Wer Körnerbrötchen kennt, kennt das Problem: Die Körner auf der Oberfläche fallen beim Schneiden ab, hängen am Messer, liegen auf dem Brett. Bei den Kliffkanten passiert das nicht. Der Grund ist die Art, wie die Saaten aufgetragen werden: Die Oberseite des Teiglings wird kurz auf ein feuchtes Tuch gedrückt und dann sofort in den Topping-Mix getaucht. Die Feuchtigkeit sorgt dafür, dass die Saaten beim Backen mit der Kruste verwachsen – sie sitzen danach fest, wie eingebacken.

Das Topping ist bewusst flexibel gehalten: Blaumohn, Leinsamen und ein Körnermix nach Vorrat. Was übrig bleibt, kommt ins Glas – und schmeckt genial im Müsli oder über den Salat.

Bassinage – mehr Wasser für eine offenere Krume

Das Reserve-Wasser von bis zu 40 g wird nicht von Anfang an in den Teig gegeben, sondern erst nach dem ersten Kneten schluckweise eingearbeitet. Diese Bassinage-Technik erlaubt eine höhere Gesamthydration, als der Teig beim direkten Mischen aufnehmen könnte – und eine höhere Hydration bedeutet eine offenere, großporigere Krume. Genau das, was man auf dem Anschnitt sieht. Je nach Mehlcharge braucht der Teig manchmal nicht die vollen 40 g – lieber etwas weniger als zu viel.

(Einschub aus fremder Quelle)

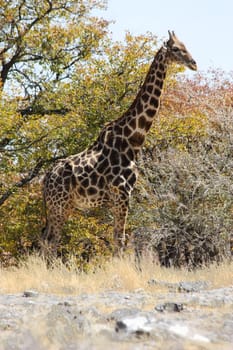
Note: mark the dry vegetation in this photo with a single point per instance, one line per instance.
(117, 274)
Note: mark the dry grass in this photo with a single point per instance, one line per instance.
(117, 274)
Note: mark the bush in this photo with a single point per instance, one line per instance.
(193, 190)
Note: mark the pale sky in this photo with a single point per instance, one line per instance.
(205, 26)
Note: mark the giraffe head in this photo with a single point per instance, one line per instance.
(178, 53)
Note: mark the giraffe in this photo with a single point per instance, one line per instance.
(105, 173)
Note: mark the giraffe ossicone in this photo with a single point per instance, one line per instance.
(106, 172)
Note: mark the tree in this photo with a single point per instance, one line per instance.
(41, 40)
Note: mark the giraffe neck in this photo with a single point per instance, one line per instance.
(137, 121)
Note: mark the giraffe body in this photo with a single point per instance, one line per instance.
(106, 172)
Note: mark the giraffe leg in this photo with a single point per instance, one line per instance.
(120, 213)
(51, 235)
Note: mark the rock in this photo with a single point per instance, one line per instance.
(118, 314)
(30, 294)
(189, 287)
(172, 307)
(138, 325)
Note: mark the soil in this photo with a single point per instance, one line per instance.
(186, 316)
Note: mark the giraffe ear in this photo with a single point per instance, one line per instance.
(172, 35)
(170, 41)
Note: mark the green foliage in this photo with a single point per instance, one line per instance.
(63, 78)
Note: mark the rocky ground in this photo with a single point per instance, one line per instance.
(186, 316)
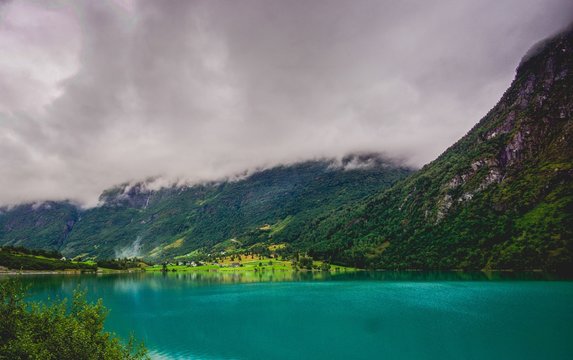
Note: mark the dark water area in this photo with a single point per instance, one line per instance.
(363, 315)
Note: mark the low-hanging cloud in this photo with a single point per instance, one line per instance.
(95, 93)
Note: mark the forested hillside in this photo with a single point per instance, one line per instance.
(268, 206)
(499, 198)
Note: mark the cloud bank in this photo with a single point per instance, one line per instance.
(95, 93)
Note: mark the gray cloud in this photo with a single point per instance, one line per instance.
(98, 93)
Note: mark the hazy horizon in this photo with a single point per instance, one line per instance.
(95, 94)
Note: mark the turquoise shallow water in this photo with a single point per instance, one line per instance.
(360, 316)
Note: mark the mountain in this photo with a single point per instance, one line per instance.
(135, 220)
(499, 198)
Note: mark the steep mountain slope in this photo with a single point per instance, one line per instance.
(500, 198)
(134, 220)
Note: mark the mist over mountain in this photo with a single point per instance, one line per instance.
(142, 219)
(98, 93)
(499, 198)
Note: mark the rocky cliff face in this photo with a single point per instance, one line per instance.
(501, 197)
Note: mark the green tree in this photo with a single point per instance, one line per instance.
(30, 330)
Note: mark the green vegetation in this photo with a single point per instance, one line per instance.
(62, 331)
(160, 225)
(500, 198)
(23, 259)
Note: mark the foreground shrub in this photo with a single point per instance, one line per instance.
(30, 330)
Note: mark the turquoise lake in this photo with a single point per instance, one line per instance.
(347, 316)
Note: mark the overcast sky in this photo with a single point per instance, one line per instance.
(95, 93)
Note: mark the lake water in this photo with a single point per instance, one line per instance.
(347, 316)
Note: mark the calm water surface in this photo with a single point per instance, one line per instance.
(352, 316)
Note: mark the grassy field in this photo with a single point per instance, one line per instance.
(18, 261)
(248, 263)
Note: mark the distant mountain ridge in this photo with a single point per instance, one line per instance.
(499, 198)
(138, 220)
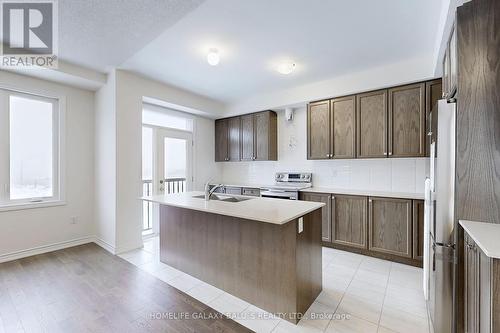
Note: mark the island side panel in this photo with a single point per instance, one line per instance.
(309, 261)
(253, 260)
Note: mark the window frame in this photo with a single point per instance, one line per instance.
(58, 149)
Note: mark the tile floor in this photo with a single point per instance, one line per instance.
(360, 294)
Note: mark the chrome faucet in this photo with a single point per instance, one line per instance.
(209, 192)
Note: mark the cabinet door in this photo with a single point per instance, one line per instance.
(247, 135)
(265, 139)
(471, 276)
(371, 120)
(234, 138)
(418, 229)
(446, 74)
(343, 124)
(221, 140)
(318, 130)
(407, 121)
(326, 231)
(433, 93)
(232, 190)
(390, 226)
(349, 220)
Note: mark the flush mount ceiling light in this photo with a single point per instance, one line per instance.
(286, 67)
(213, 57)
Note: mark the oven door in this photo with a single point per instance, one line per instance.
(278, 194)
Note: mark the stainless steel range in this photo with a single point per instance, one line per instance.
(287, 185)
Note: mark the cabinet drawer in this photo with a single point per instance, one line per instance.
(255, 192)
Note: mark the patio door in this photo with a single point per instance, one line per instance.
(173, 161)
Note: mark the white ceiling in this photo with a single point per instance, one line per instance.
(326, 38)
(101, 34)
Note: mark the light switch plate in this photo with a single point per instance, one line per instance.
(301, 224)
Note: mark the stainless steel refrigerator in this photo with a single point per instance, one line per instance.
(439, 228)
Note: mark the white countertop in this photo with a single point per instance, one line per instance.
(485, 235)
(276, 211)
(401, 195)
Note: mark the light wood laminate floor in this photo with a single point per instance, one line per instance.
(86, 289)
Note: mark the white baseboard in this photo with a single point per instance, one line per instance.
(45, 248)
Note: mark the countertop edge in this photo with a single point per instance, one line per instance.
(471, 228)
(382, 194)
(241, 216)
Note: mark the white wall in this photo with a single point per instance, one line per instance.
(27, 229)
(105, 164)
(416, 69)
(130, 90)
(394, 175)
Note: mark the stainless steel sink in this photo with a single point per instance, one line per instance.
(223, 198)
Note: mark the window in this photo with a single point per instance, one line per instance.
(29, 168)
(163, 117)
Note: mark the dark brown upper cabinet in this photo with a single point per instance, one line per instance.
(221, 140)
(390, 226)
(318, 130)
(349, 220)
(453, 78)
(371, 114)
(227, 139)
(234, 126)
(331, 128)
(247, 138)
(343, 116)
(433, 93)
(407, 121)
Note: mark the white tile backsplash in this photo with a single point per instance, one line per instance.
(386, 174)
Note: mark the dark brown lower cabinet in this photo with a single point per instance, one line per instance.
(482, 290)
(326, 230)
(390, 226)
(349, 220)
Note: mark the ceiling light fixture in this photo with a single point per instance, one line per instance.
(213, 57)
(286, 68)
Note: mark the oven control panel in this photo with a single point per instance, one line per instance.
(288, 177)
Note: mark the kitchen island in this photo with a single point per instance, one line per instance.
(264, 251)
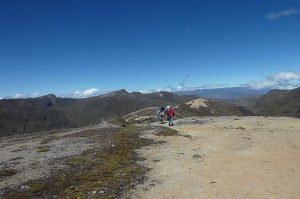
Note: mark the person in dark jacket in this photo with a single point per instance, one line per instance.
(161, 114)
(170, 115)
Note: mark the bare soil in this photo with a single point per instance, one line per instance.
(225, 157)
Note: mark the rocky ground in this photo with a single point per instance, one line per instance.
(225, 157)
(200, 157)
(25, 158)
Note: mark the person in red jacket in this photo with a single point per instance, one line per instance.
(170, 115)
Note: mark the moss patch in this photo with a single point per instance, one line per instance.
(7, 172)
(43, 149)
(164, 131)
(107, 172)
(16, 158)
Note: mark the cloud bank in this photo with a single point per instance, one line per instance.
(284, 13)
(84, 94)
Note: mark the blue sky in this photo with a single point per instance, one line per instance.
(85, 47)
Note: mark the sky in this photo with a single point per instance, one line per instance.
(81, 48)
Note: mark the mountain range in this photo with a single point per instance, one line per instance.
(19, 116)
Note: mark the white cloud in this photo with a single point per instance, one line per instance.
(284, 13)
(36, 95)
(90, 92)
(281, 80)
(83, 94)
(19, 95)
(284, 76)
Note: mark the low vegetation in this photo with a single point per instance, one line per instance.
(16, 158)
(103, 173)
(165, 131)
(7, 172)
(43, 149)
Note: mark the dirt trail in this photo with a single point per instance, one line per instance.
(225, 157)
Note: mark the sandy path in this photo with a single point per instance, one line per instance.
(226, 157)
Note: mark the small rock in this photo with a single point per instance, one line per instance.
(25, 187)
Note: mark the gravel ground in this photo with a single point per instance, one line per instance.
(224, 157)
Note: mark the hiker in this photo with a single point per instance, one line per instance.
(170, 115)
(161, 114)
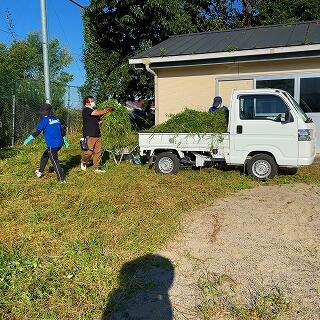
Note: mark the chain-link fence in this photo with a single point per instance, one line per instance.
(19, 111)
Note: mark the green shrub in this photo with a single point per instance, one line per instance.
(192, 121)
(116, 128)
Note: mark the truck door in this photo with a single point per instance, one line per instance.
(262, 123)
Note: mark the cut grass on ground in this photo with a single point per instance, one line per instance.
(62, 246)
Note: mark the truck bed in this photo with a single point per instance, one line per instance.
(214, 143)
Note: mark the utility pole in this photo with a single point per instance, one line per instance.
(45, 50)
(13, 119)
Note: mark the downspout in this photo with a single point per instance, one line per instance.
(146, 63)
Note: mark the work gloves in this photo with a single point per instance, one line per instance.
(29, 139)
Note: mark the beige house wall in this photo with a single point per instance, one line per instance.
(195, 87)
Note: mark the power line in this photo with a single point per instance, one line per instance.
(77, 4)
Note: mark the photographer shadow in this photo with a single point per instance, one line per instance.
(143, 290)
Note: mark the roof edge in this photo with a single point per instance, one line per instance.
(247, 28)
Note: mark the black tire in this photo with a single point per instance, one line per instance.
(167, 163)
(262, 167)
(288, 171)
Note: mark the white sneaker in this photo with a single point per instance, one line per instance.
(99, 171)
(38, 173)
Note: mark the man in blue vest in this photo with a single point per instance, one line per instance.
(54, 137)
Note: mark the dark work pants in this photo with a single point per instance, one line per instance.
(52, 153)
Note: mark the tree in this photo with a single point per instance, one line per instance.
(286, 11)
(117, 30)
(21, 73)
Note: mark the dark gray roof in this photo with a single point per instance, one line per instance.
(303, 33)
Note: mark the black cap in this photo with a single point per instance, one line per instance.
(45, 109)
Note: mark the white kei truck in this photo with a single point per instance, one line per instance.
(267, 130)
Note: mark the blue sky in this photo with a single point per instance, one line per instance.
(64, 23)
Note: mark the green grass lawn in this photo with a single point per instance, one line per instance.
(62, 246)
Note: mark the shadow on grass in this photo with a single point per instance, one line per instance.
(143, 290)
(8, 152)
(72, 162)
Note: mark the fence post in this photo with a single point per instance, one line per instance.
(13, 119)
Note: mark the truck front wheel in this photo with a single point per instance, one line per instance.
(262, 167)
(167, 162)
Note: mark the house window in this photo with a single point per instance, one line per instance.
(264, 107)
(310, 94)
(282, 84)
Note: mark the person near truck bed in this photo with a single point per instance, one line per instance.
(91, 130)
(54, 136)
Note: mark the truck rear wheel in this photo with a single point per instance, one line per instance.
(262, 167)
(167, 162)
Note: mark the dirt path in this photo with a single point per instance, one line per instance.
(262, 238)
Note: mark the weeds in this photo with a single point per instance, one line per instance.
(192, 121)
(221, 297)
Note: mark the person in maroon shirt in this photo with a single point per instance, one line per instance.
(91, 130)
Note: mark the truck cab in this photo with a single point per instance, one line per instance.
(267, 129)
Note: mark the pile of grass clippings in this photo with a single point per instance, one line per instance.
(116, 128)
(192, 121)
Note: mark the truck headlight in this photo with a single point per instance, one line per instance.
(304, 134)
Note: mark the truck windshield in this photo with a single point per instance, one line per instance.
(297, 107)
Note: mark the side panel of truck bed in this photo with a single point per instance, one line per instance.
(203, 142)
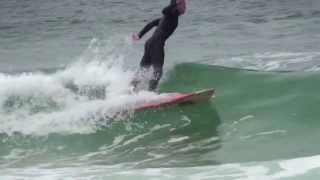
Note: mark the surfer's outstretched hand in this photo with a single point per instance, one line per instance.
(135, 37)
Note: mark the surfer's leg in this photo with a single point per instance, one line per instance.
(157, 64)
(145, 64)
(157, 73)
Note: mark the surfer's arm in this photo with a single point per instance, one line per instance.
(148, 27)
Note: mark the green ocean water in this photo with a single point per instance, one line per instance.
(255, 118)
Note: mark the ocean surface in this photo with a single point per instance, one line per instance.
(67, 108)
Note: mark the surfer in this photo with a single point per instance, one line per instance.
(154, 46)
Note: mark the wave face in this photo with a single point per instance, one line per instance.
(57, 123)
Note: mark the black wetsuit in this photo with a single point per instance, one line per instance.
(154, 47)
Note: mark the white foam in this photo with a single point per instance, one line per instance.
(81, 98)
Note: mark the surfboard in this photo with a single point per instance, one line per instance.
(175, 99)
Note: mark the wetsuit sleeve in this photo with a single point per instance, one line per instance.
(148, 27)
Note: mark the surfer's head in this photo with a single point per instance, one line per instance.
(181, 6)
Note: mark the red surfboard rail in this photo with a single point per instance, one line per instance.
(174, 99)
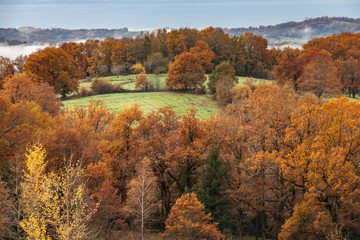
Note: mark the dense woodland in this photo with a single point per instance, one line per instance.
(280, 160)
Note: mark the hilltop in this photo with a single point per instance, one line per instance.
(280, 34)
(301, 32)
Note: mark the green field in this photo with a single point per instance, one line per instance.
(150, 101)
(128, 81)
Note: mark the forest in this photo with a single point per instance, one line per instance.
(278, 160)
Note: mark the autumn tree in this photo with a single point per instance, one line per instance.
(213, 191)
(6, 69)
(157, 63)
(138, 68)
(116, 146)
(288, 67)
(187, 220)
(70, 211)
(156, 135)
(224, 69)
(185, 72)
(223, 91)
(53, 66)
(349, 73)
(23, 88)
(320, 77)
(205, 55)
(175, 42)
(142, 195)
(142, 81)
(21, 123)
(77, 52)
(36, 196)
(186, 156)
(6, 211)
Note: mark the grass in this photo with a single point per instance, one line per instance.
(128, 81)
(150, 101)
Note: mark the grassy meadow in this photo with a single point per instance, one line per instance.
(150, 101)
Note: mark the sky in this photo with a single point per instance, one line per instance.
(154, 14)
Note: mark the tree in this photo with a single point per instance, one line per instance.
(142, 196)
(223, 90)
(288, 68)
(157, 63)
(36, 196)
(320, 77)
(187, 220)
(185, 72)
(349, 73)
(213, 191)
(6, 69)
(175, 42)
(138, 68)
(205, 55)
(224, 69)
(70, 211)
(53, 66)
(24, 88)
(142, 81)
(54, 204)
(6, 216)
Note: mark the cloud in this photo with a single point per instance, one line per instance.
(14, 51)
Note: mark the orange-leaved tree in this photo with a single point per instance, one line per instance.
(53, 66)
(142, 195)
(205, 55)
(186, 72)
(187, 220)
(24, 88)
(320, 77)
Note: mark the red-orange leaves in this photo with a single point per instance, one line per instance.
(187, 220)
(185, 72)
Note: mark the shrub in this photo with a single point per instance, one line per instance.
(101, 86)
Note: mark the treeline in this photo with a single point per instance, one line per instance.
(325, 66)
(316, 27)
(273, 164)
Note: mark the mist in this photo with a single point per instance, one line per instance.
(13, 52)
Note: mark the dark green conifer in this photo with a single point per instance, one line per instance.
(213, 192)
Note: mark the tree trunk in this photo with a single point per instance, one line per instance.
(262, 219)
(241, 216)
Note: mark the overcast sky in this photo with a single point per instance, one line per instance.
(153, 14)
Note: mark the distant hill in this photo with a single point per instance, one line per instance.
(300, 32)
(15, 36)
(290, 33)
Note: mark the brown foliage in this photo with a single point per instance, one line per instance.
(24, 88)
(320, 77)
(53, 66)
(187, 220)
(185, 72)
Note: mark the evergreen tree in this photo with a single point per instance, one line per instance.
(224, 69)
(213, 192)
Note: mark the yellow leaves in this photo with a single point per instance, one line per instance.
(53, 200)
(138, 68)
(142, 80)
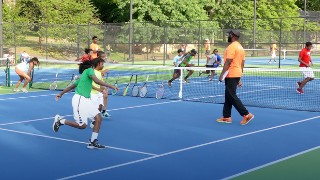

💡 Tipp: Du willst die Mengen anpassen? Mit unserem Brot-Rezept Rechner skalierst du alle Zutaten in Sekunden.

So servierst du die Kliffkanten

Frisch aus dem Ofen, noch warm, einfach mit Butter – die Saatenkruste macht den Rest. Die kräftigen Körner und die grobe Porung vertragen aber auch herzhafte Beläge gut: Käse, Aufschnitt, Avocado, Räucherfisch. Wer es süß mag, kombiniert die Kliffkanten mit einem guten Honig oder Fruchtaufstrich – das nussige Aroma der Saaten passt überraschend gut dazu.

Für Frühstücksplanung ideal: Die Kliffkanten lassen sich morgens direkt aus dem Gefrierfach aufbacken und sind in wenigen Minuten wieder knusprig wie frisch.

Aufbewahrung – so bleiben die Kliffkanten frisch

Am Backtag sind die Kliffkanten am besten. In einem Leinentuch oder Brotkasten halten sie sich 1–2 Tage, die Saatenkruste bleibt dabei knusprig. Nicht in Plastik einwickeln – das Topping weicht sonst auf. Einfrieren funktioniert hervorragend: Vollständig auskühlen lassen, einfrieren, direkt aus dem Gefrierfach bei 200 °C für 8–10 Minuten aufbacken – wie frisch gebacken.